Aus dem Kerker in den Regierungspalast

José Mujica, ein ehemaliger Stadtguerillero, wird Präsident Uruguays

Uruguays künftiger Präsident José »Pepe« Mujica reiht sich mit seinem Wahlsieg vom vergangenen Wochenende in die Riege der linken lateinamerikanischen Präsidenten ein, die auch mit ihrer Persönlichkeit und ihrer Biografie für einen politischen Neuanfang stehen.

Am 15. März 1985 wurde José Mujica Cordano wieder zu einem freien Menschen.
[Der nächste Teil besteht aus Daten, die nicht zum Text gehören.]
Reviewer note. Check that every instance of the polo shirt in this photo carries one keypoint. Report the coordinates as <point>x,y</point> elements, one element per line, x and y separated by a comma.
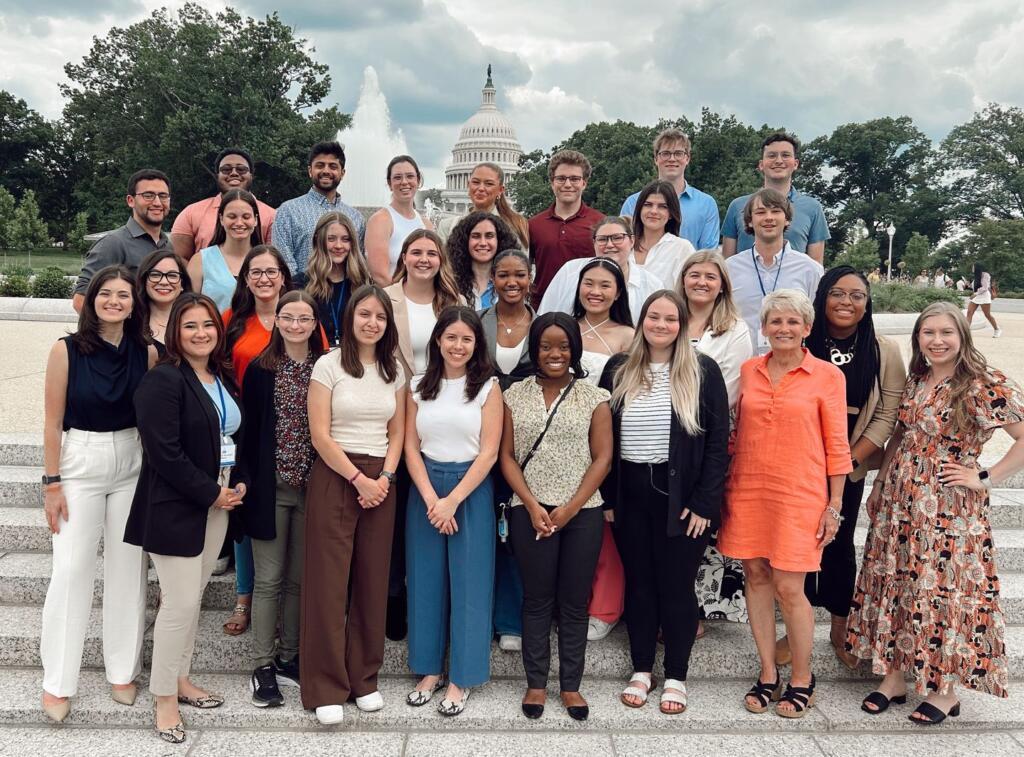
<point>125,246</point>
<point>700,225</point>
<point>199,220</point>
<point>296,219</point>
<point>752,280</point>
<point>555,241</point>
<point>808,223</point>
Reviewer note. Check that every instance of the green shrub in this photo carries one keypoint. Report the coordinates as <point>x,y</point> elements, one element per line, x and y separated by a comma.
<point>51,283</point>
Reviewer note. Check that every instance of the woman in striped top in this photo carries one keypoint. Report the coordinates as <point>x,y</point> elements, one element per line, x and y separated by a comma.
<point>671,421</point>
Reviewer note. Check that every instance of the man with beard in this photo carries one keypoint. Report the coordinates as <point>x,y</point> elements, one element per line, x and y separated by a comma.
<point>195,226</point>
<point>150,200</point>
<point>293,228</point>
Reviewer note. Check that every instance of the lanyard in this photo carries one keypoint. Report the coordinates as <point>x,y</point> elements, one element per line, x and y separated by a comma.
<point>757,270</point>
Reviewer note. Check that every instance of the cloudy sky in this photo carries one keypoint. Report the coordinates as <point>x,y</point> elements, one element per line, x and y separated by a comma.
<point>810,65</point>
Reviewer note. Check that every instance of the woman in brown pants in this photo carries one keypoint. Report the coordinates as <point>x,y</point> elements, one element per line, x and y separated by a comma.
<point>356,417</point>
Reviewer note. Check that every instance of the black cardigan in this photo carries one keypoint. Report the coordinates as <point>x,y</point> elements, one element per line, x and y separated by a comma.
<point>697,465</point>
<point>180,431</point>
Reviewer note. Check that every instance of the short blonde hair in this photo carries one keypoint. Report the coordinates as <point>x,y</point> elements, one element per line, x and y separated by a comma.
<point>787,299</point>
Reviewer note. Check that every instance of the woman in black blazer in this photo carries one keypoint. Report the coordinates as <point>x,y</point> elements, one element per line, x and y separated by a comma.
<point>671,426</point>
<point>188,420</point>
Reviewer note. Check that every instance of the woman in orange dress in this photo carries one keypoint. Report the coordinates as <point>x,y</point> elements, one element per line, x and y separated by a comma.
<point>928,595</point>
<point>777,518</point>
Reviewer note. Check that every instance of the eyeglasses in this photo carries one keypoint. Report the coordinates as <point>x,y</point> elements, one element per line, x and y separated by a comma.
<point>271,274</point>
<point>839,295</point>
<point>155,277</point>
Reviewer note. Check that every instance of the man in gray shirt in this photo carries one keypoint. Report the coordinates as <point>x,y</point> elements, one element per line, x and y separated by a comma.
<point>150,200</point>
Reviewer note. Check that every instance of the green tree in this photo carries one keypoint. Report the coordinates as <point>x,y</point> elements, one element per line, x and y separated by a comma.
<point>171,90</point>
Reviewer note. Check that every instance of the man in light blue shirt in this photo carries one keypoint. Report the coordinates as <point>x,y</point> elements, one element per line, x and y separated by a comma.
<point>293,226</point>
<point>672,155</point>
<point>808,230</point>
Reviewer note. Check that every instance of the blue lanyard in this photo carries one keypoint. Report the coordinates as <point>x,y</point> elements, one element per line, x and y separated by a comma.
<point>757,270</point>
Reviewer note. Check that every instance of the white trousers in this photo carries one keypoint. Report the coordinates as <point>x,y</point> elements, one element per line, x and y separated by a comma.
<point>98,471</point>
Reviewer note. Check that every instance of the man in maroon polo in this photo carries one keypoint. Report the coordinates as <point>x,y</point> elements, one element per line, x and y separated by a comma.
<point>562,232</point>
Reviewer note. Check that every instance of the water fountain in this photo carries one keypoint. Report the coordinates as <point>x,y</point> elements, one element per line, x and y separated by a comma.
<point>370,144</point>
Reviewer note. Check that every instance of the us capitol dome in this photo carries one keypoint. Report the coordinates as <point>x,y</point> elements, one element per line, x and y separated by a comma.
<point>486,136</point>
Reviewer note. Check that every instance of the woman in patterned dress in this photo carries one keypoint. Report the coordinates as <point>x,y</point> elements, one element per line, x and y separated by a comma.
<point>927,597</point>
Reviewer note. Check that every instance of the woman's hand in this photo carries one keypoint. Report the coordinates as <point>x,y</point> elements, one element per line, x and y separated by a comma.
<point>697,524</point>
<point>55,506</point>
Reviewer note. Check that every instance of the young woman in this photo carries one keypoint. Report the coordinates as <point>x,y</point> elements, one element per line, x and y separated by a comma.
<point>279,454</point>
<point>162,277</point>
<point>670,413</point>
<point>336,268</point>
<point>657,246</point>
<point>453,428</point>
<point>356,420</point>
<point>88,482</point>
<point>929,570</point>
<point>555,524</point>
<point>388,227</point>
<point>188,419</point>
<point>471,248</point>
<point>215,270</point>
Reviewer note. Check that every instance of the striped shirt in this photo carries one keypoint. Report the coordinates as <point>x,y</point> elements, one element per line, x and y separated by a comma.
<point>646,423</point>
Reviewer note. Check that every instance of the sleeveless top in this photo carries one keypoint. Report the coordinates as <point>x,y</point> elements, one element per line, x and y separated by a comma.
<point>218,283</point>
<point>401,227</point>
<point>100,385</point>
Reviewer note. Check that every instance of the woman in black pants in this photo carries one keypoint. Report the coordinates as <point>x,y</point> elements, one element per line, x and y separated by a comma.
<point>671,419</point>
<point>556,450</point>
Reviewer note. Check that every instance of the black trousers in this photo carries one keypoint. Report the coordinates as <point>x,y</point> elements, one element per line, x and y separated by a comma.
<point>557,572</point>
<point>660,572</point>
<point>832,587</point>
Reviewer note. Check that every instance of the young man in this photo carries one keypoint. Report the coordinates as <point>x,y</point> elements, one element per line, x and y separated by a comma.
<point>293,227</point>
<point>150,200</point>
<point>196,224</point>
<point>562,232</point>
<point>808,232</point>
<point>672,156</point>
<point>770,262</point>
Zigtausende Uruguayer feierten in Montevideo seine Freilassung. 13 Jahre zuvor war er zum wiederholten Male verhaftet worden (das erste Mal 1964 nach einem versuchten Banküberfall), und er verschwand als eine der sogenannten neun »Geiseln des Staates« in den Kerkern der bis 1985 herrschenden uruguayischen Militärdiktatur. Mehrere Jahre lang war er in ein Erdloch eingegraben (»In dieser Zeit habe ich gelernt, dass die Ameisen singen.«), wurde systematisch gefoltert und von einem Ort zum anderen verlegt. Niemand sollte wissen, wo er und seine Mitstreiter eingekerkert waren. Die Militärs hatten öffentlich bekundet, dass alle Geiseln überleben würden, wenn Ruhe herrscht: keine Proteste, keine Demonstrationen, keine bewaffneten Aktionen.